Man and Superman and Supermarket – the Tissue Issue

When the alarm went off, I began to suspect something was wrong.  Queuing up at my local supermarket is something I’ve done many, many times before.  Mostly without incident.  The closest thing to an altercation I’ve ever experienced is when the person serving at the checkout informed me they were fresh out of ‘ooshies’ whilst standing in front of an extremely large pile of ‘ooshies’.  I don’t really even know what an ‘ooshie’ is or whether you should treat it with a pill or an ointment; I only knew I had to secure the ooshies that were rightfully mine.  But that squabble was merely a close shave.  Now I was in deep.

As security staff formed a half circle, one of whom was holding a net, I started to panic.  Scanning the exits for an escape route, I momentarily considered taking a lettuce hostage, in the vain hope that they might reconsider and lettuce go, but it quickly became obvious that I was a goner.  I would be captured, I would be humiliated and I would be punished.  I could feel their hands grabbing me as I tried to wriggle free.  My crime was as unforgivable as it was obvious – I had foolishly attempted to buy a third box of tissues.

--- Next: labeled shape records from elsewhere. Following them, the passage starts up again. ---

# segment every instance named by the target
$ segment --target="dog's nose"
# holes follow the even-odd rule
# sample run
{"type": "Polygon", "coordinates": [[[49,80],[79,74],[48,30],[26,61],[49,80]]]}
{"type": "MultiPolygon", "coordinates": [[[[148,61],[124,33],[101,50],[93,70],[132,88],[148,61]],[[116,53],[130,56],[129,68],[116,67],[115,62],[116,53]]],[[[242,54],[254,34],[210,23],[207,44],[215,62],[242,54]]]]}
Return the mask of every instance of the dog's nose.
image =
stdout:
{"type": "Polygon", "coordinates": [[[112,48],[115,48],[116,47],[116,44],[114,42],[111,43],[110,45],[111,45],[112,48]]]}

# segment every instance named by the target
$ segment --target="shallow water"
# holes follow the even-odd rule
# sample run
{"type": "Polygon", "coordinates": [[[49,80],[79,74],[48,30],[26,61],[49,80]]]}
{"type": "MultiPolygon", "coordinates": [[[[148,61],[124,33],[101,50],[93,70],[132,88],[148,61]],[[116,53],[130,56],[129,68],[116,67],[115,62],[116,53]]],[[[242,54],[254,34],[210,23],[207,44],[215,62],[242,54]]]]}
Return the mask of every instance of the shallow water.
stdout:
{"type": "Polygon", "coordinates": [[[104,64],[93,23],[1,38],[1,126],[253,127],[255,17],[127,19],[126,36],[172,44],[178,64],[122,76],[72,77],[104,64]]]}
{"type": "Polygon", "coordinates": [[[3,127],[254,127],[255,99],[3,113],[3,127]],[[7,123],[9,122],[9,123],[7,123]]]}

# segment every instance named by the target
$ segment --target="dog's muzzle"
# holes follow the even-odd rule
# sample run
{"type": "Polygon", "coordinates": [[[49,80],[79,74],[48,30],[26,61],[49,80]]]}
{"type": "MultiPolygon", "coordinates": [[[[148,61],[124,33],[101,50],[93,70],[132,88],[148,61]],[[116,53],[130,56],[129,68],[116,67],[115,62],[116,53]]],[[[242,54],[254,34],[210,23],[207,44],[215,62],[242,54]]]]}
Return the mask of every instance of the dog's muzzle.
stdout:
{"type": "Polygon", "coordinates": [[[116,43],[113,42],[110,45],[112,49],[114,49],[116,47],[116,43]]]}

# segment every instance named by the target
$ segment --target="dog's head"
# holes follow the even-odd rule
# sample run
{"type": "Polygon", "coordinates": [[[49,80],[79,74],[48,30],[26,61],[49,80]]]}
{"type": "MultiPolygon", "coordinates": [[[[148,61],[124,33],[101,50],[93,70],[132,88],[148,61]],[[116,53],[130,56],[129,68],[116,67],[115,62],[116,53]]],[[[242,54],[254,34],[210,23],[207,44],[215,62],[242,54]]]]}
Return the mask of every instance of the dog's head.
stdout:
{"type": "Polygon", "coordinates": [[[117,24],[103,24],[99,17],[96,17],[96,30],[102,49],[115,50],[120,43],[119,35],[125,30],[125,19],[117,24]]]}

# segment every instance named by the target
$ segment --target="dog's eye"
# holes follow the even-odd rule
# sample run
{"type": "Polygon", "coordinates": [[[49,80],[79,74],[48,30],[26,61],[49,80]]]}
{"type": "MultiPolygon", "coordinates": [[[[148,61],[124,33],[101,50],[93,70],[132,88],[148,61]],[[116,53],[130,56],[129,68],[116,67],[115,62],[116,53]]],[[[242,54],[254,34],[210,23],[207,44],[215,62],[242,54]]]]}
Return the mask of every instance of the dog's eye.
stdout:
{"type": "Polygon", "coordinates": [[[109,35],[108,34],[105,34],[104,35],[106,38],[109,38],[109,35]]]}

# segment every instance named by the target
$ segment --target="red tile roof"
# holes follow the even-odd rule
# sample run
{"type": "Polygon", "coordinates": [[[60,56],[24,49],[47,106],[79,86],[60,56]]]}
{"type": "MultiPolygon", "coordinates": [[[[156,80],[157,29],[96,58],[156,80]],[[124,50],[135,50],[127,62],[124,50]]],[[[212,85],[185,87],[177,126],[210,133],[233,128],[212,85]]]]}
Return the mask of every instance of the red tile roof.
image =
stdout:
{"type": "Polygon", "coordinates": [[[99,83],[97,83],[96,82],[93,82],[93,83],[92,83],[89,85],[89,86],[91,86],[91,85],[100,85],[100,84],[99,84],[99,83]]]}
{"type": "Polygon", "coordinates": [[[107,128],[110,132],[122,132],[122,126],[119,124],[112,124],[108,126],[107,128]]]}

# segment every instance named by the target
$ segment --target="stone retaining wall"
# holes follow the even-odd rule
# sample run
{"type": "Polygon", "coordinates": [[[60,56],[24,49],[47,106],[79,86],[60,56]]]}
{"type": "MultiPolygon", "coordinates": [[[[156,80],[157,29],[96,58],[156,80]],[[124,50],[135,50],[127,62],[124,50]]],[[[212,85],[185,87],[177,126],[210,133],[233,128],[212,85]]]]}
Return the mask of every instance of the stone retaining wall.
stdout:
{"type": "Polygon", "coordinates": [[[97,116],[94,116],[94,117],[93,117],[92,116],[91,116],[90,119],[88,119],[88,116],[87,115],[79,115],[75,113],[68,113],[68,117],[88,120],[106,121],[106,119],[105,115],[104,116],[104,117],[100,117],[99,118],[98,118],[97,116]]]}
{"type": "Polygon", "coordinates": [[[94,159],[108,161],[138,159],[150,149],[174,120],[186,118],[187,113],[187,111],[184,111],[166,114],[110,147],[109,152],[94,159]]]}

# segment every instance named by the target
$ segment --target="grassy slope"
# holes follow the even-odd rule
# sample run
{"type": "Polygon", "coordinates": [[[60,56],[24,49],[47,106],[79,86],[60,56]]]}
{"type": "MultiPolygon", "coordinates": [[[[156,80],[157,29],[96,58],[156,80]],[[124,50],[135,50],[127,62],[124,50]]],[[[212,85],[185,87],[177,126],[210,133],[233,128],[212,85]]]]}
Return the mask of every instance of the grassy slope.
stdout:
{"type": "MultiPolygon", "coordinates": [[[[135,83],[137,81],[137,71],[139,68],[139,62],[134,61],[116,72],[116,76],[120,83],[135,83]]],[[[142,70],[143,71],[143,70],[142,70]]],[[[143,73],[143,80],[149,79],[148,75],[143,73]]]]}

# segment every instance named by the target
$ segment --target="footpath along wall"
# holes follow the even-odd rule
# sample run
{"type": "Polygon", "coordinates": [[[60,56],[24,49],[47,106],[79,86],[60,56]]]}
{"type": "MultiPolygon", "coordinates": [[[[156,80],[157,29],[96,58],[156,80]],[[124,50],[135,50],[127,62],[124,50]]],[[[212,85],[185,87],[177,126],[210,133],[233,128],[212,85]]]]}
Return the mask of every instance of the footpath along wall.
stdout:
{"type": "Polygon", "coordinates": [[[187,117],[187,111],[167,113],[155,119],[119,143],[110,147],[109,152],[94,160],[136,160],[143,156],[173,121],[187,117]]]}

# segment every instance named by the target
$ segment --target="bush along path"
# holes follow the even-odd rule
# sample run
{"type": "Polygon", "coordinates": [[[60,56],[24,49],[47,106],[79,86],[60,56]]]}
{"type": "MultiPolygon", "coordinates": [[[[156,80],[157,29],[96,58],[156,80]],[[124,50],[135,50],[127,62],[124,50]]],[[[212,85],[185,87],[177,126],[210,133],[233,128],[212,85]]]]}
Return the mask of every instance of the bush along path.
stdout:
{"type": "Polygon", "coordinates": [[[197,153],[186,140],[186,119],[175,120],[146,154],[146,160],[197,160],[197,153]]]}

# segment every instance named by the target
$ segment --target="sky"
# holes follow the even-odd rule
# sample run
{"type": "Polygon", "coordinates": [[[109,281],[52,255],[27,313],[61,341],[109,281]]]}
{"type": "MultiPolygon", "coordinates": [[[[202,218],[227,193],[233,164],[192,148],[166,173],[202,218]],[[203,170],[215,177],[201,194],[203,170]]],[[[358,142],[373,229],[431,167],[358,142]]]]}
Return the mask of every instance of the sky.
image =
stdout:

Do you ever feel as if you’ve missed a meeting?  A really important meeting at which everyone else has been given vital information – probably through a PowerPoint presentation or similar?  As a result, everybody else on the face of the planet knows something you don’t.  In this case, I was blissfully unaware that there were limits on how many boxes of tissues you could purchase at any one time and that these limits were strictly enforced with any attempt to violate them inviting retribution of an almost Biblical variety.

I’m not sure how I missed this seemingly essential piece of information.  Whether I’d blocked it out and had simply failed to pay attention I couldn’t say; but whilst ignorance may certainly be bliss, it does nothing to get you an extra box of tissues.  Instead of a box of super soft two-ply facial tissues, I was now being offered a very large quantity of ignominy.

It had all been going so well until things turned well and truly sour.  The person at the checkout was in the middle of scanning my groceries when a look of disgust took her face hostage and demanded a sizeable ransom.  ‘I’m sorry,’ she said, whilst sounding anything but sorry, ‘you can only have two boxes of tissues at a time.’  Those forming a queue behind me all inhaled at once from shock.  I could tell my fellow shoppers were angry.  I began to fear for my safety when one of them was heard to ask a staff member which aisle they’d find ‘tar’ and ‘feathers’ in.

Caught unawares, I was forced to make a choice between defiance and acceptance.  I could either demand to know by what earthly authority this seemingly arbitrary limit had been imposed or I could simply accept my fate and mumble an apology before departing the store accompanied by both my groceries and my shame.  I considered the former.  I chose the latter. 

As I clutched at the handles of my shopping bags, I was informed that my picture would be kept on file as a reference, lest I should lose my senses and decide to try again.  I would not, under any circumstances, be permitted to buy any more tissues.  Possibly ever.  My tissue privileges were to be revoked.

Having overlooked this apparently significant new limit with respect to Kleenex, I began to wonder what else I’d missed.  It seems likely that every time I leave the house from this point, there’s a chance that I might violate some new rule and end up tearing a dirty big hole in the social fabric as a result.  For shame!  Nobody wants to be the one who ruins it for everyone else.  I am now plagued with doubt.  Normally, I only feel this uncertain on bin night (is it recycle week or garden waste week?  I’m forever relying on my neighbours to get it right – I’ve no idea).

Just as when you break wind in an elevator, people are slow to forgive you when you attempt to buy an extra box of tissues.  I should count myself lucky that they left me to store security and didn’t call the authorities.  No one wants to be taken in for questioning by the officers of Tissue Squad.  Who knows what the penalties would be in the event they felt that prosecution was warranted.  It would be ironic, I feel, if I were sentenced to hard to time for a box of extra soft tissues.  Doubtless, as the judge handed down my punishment and I would weep uncontrollably, only to be denied access to the tissues I so sorely needed.  Oh the humanity.

I left the supermarket before things could get any worse.  If that’s what they do for tissues, goodness knows what happens if you try and secure additional supplies of milk.  It’s a funny, mixed up world.  One that’s still recovering from a gigantic shock.  For now, I’ll make do with the tissues I have and, should the worst happen and I should catch a cold and run out, make do with old newspapers and slow moving pets.  But, for now, let me say to you – cherish your tissues.  You never know when you might need them.